(M.Ferretti) – «La mia Barça è giallorossa…», dice Bojan Krkic, giocando con le parole dopo l’ennesima domanda sul Barcellona.
Furbo, parlantina sciolta, un po’ in spagnolo e un po’ in itagnolo, l’attaccante – che tra una settimana riavrà la patente che gli era stata ritirata due mesi fa per aver guidato nella corsia di emergenza del raccordo – ha dimostrato di avere personalità, idee chiare e di non esser disposto ad accettare neppure il minimo compromesso dialettico. «Continuare a paragonare noi al Barcellona, o noi a un altro club, è sbagliato. Noi siamo la Roma e abbiamo il nostro stile. Dobbiamo pensare al nostro cammino e arrivare più in alto possibile, e ciò non dipende nè dal Barcellona nè da altri», le sue parole.
E ancora. «Io un giocatore da panchina? A Barcellona non ho mai sentito parlare di queste cose…. Qui si è cominciato a discuterne perché ci sono stati due episodi, contro il Palermo e a Novara.
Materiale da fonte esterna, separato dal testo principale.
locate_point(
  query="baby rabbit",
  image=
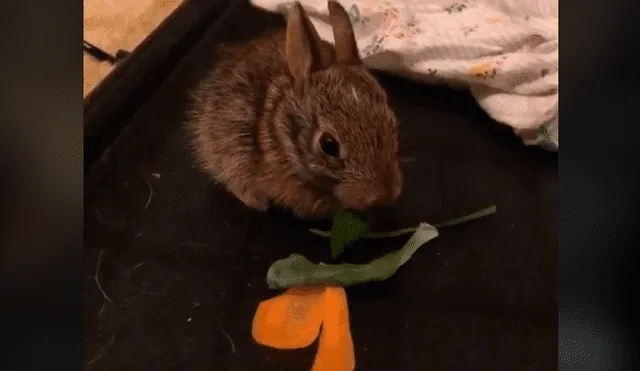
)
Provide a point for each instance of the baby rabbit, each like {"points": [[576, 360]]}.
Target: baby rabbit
{"points": [[291, 120]]}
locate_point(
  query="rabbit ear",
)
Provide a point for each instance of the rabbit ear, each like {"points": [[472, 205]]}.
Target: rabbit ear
{"points": [[304, 48], [345, 40]]}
Se fossi stato un giocatore del genere, non sarei mai arrivato alla Roma… Non sono assolutamente deluso della mia scelta: anzi, sono molto contento perché sono arrivato in un grande club. La squadra sta lavorando benissimo: certo, abbiamo perso alcune partite ma mai perché siamo stati inferiori all’avversario. Siamo all’inizio di un progetto nuovo, ci sono da sistemare tante cose e c’è bisogno di lavorare. Se gli attaccanti non segnano molto, è un problema di squadra anche se nel calcio italiano non ti permettono di avere tante occasioni. Le squadre avversarie sanno che tipo di calcio giochiamo, tendono a chiudersi e per noi diventa difficile. Dobbiamo curare tanti piccoli dettagli per segnare ancora di più. Non mi sento un titolare ma neppure una riserva: voglia semplicemente allenarmi bene e dimostrare il mio valore. Fisicamente mi sento ad un livello più alto di quello che pensavo, dopo due stagioni in cui avevo giocato poco. Voglio dimostrare al mister e a tutto l’ambiente di essere un ottimo giocatore. Il mio passato o il mio futuro, adesso, non mi interessano».
Poi, uno sguardo al futuro della Roma. «Abbiamo molti obiettivi, ovviamente: in testa c’è lo scudetto, poi se non sarà possibile vincerlo c’è la qualificazione in Champions e eventualmente quella in Europa League. Noi siamo qui per centrare questi obiettivi, e per farlo serve pensare solo al presente. Il desiderio più grande, è chiaro, è lo scudetto ma per ora dobbiamo ragionare a breve, non a lungo termine. Io spero di crescere insieme alla squadra: credo che sia una buona occasione per tutti, può essere una grande stagione. Vogliamo proseguire su questa linea e personalmente voglio crescere partita dopo partita. La Roma sta giocando bene. Quando perdiamo è vietato demoralizzarci, quando vinciamo non dobbiamo parlare di scudetto. Dobbiamo stare tranquilli e lavorare, si è iniziato un nuovo progetto serve essere uniti. Il calcio italiano è diverso, più tattico, rispetto a quello che si gioca in Spagna. Ma è un calcio che mi piace, e mi piace stare in Italia e alla Roma».
Non abbocca, Bojan, quando gli viene chiesto di parlare di Pep Guardiola. «Sono un giocatore della Roma e voglio concentrarmi solo su questo. C’è qualche affinità tra lui e Luis Enrique? Ripeto, di Guardiola non voglio parlare.Sul nostro mister dico che è una persona molto diretta, con grande personalità e che ha un contatto diretto con i calciatori». Bene no? Quindi, su due compagni. «Heinze è una persona e un giocatore straordinario, uno che aiuta i giovani come me e Josè Angel che siamo lontani da casa per la prima volta. Totti? Francesco è un elemento chiave, sia dentro sia fuori dal campo. La cosa più difficile, per la Roma, è assimilare la nuova filosofia di gioco. E’ un modo di manovra che non appartiene al calcio italiano: ciò, però, non ci scoraggia. Quando sei il padrone della palla, di questa cosa magnifica, sei tu che comandi».